A sabedoria do silêncio tumular


    Hoje, sábado, fui ao cemitério de Santa Cruz do Capibaribe simplesmente para visitar o túmulo dos meus bisavôs. O motivo da ida à cidade santacruzense, que fica a 45 quilômetros daqui de Caruaru, foi simplesmente este: fazer uma simples visita desinteressada a um túmulo antigo, como costumo fazer regularmente, levando flores ou somente minha presença. Não sou dos que pensam coisas como: “Devemos nos importar mais com os vivos do que com os que já morreram.” Isso não passa de retórica vagabunda, um tipo de hipocrisia para com os próprios familiares mortos. É um jeito “bonitinho” de dizer: “Não quero visitar meus familiares falecidos porque não encontro nenhum entretenimento no cemitério, pois só ligo para o que é divertido e nada mais.” Nunca pensei como essas pessoas, desde pequeno gosto de caminhar entre túmulos e sentir o silêncio que só os cemitérios têm. As mesmas lápides que eu visitava quando tinha 4 anos de idade ainda estão do mesmo jeito.

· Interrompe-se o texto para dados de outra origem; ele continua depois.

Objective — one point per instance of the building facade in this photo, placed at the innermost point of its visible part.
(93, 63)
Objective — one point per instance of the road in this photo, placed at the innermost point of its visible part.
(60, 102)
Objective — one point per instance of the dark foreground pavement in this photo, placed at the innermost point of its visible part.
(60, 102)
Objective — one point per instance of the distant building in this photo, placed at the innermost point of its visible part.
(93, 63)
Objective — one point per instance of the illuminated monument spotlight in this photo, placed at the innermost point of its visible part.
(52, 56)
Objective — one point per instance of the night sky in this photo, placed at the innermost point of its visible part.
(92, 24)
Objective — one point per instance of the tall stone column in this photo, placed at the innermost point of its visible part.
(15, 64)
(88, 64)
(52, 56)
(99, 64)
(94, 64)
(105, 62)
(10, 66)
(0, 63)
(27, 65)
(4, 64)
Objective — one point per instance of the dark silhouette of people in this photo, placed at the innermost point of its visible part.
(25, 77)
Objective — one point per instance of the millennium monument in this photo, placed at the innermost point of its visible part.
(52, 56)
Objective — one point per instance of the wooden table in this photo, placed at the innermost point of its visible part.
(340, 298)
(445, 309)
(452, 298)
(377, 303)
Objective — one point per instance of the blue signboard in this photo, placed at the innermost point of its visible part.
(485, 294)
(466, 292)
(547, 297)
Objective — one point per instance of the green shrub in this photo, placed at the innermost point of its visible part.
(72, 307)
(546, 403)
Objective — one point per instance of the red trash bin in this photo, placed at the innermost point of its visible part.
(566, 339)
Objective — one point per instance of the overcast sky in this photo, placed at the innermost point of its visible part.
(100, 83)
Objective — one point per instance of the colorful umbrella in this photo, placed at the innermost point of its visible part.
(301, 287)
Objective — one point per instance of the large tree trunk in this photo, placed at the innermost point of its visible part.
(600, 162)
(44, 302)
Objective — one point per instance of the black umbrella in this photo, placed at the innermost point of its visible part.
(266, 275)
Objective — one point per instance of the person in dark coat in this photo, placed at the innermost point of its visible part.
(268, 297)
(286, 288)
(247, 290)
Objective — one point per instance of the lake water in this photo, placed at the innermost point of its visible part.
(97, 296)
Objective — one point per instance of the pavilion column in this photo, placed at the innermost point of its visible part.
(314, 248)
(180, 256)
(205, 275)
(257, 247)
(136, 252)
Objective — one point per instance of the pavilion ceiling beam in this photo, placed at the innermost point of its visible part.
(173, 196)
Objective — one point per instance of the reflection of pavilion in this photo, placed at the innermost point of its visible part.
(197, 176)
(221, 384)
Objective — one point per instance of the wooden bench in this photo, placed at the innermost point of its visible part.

Cemitérios são algo como um lugar parado no tempo e nos fazem refletir profundamente sobre o sentido da nossa própria vida. Quem me conhece, sabe muito bem que não acredito em nada espiritual, não creio em eternidade nem em nada do tipo. Então o que vou fazer num cemitério, lugar aparentemente religioso? Vou ouvir o silêncio. Há uma sabedoria naquele vasto silêncio tumular, qualquer coisa que sentimos mas não sabemos explicar; talvez seja essa sensação que causa tanto medo em muita gente que visita o cemitério, mas não tenho medo de senti-la, ao contrário, vou buscá-la e ouvi-la.
    Cuide de quem já morreu! Devemos cuidar dos vivos (isso é tão óbvio que não merece nem ser dito) e devemos TAMBÉM cuidar dos mortos. Conserve seus túmulos, leve flores, lembre-se deles e reflita.